However, the thickness of the CQD layer is restricted to retain efficient charge extraction. Thus, novel light-trapping schemes are required to improve light absorption and efficiency. Plasmonic metal nanostructures have the potential to further enhance light trapping in the ultra-thin absorbing CQD layers.

The EU-funded project 'Plasmonically enhanced colloidal quantum dot photodetectors and photovoltaics' (PECQDPV) studied the optical and electrical effects of embedding engineered photonic structures in simple photoconductor and photodiode devices, fabricated from lead–sulphide (PbS) CQD films.

Using photoconductor test devices with embedded arrays of random, self-assembled metal nanoparticles that strongly scatter light, scientists demonstrated a 2.4 increase in photocurrent at wavelengths around the exciton peaks of PbS quantum dots of a given size.

Furthermore, they studied the electrical effects of embedding other metal nanostructures in these devices. Depending on the metal, direct contact with nanoparticles led to photocurrent suppression or enhancement. These findings were important for designing plasmonic CQD optoelectronic devices.

Focus was also placed on exploring the physical mechanisms behind plasmonic enhancement. To this end, scientists performed full-field optical simulations and developed simple analytical models. In simulations with Ag nanoparticles, the angular distribution of the scattered light was found to be relatively narrow, thus reducing its overall light-trapping potential. Experimental studies showed that mode structure of the thin semiconductor film is fundamental in determining the amount of light trapping.

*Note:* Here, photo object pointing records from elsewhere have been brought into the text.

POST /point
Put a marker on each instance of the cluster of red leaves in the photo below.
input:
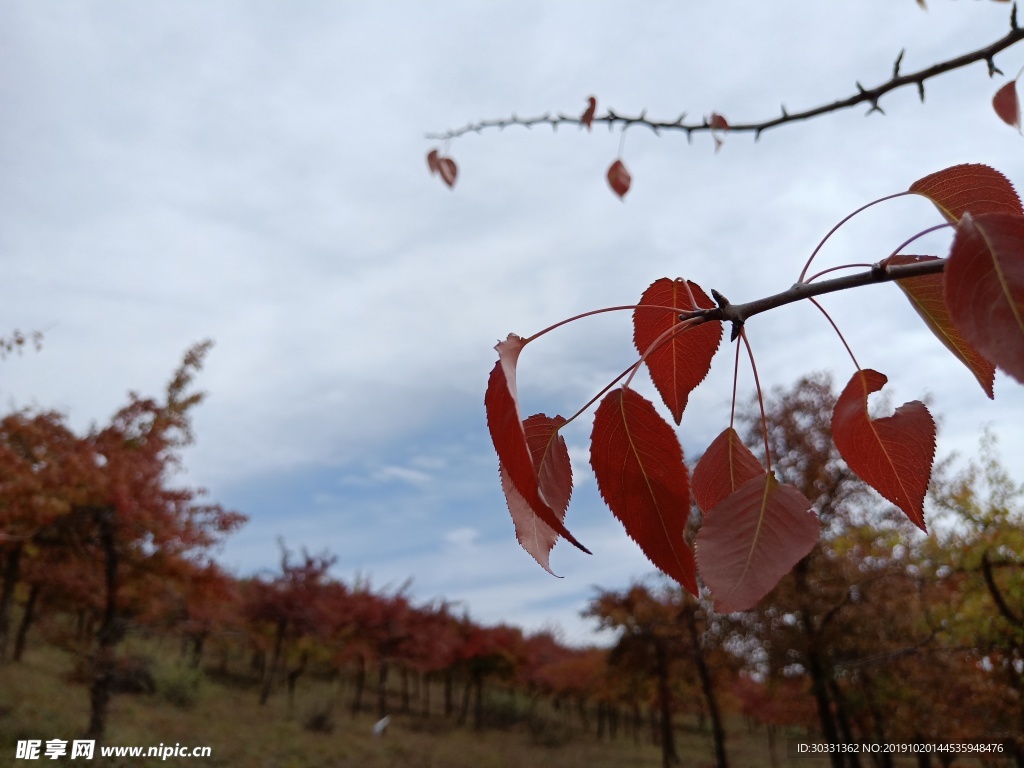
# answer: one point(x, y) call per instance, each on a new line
point(754, 526)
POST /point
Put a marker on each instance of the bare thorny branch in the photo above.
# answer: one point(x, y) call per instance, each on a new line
point(863, 95)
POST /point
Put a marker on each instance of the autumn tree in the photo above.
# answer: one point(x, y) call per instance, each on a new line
point(109, 497)
point(660, 636)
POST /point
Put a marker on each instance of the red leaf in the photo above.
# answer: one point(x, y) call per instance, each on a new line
point(432, 159)
point(718, 123)
point(588, 117)
point(892, 455)
point(926, 293)
point(1007, 104)
point(752, 539)
point(682, 363)
point(969, 188)
point(638, 463)
point(619, 178)
point(984, 288)
point(551, 461)
point(448, 170)
point(726, 465)
point(509, 436)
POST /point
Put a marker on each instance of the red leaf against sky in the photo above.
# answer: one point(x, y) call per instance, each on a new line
point(752, 539)
point(926, 293)
point(638, 463)
point(443, 167)
point(619, 178)
point(679, 365)
point(984, 288)
point(1007, 104)
point(448, 170)
point(725, 466)
point(588, 116)
point(969, 188)
point(554, 472)
point(892, 455)
point(509, 436)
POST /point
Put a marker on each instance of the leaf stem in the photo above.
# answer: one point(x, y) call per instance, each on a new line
point(761, 401)
point(837, 226)
point(838, 332)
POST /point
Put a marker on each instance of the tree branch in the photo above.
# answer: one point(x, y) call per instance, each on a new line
point(863, 95)
point(738, 313)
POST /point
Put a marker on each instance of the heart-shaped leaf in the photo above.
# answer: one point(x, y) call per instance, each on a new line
point(984, 288)
point(638, 463)
point(752, 539)
point(969, 188)
point(725, 466)
point(681, 363)
point(893, 455)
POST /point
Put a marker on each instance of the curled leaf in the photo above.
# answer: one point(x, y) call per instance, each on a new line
point(678, 365)
point(970, 188)
point(619, 178)
point(448, 170)
point(1008, 105)
point(509, 436)
point(588, 116)
point(752, 539)
point(554, 472)
point(927, 295)
point(893, 455)
point(638, 463)
point(984, 288)
point(443, 167)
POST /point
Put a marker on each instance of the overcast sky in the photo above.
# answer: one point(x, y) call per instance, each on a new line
point(254, 173)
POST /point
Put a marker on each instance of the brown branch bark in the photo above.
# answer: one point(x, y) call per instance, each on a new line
point(738, 313)
point(863, 95)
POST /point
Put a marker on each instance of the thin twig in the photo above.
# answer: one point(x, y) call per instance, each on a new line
point(863, 95)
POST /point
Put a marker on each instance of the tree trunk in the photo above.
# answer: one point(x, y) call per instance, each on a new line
point(110, 633)
point(669, 756)
point(10, 573)
point(708, 687)
point(271, 670)
point(382, 690)
point(360, 683)
point(820, 692)
point(27, 616)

To increase the efficiency of light trapping beyond that provided by random structures, periodically arranged nanostructures were investigated. Scientists developed a conceptual model to provide simple design rules for optimal light trapping in thin films with 2D grating couplers. The grating couplers were integrated into photodiodes as the Au back contact, and achieved photocurrent enhancements of up to a factor of 3 for thin diodes and 1.5 for thick diodes, relative to planar reference devices of similar thickness.

PECQDPV sought to enhance the absorption of CQD devices by incorporating plasmonic nanostructures. The findings enhance understanding of the challenges regarding choice of plasmonic material and methods that enhance light trapping in a CQD device of particular geometry.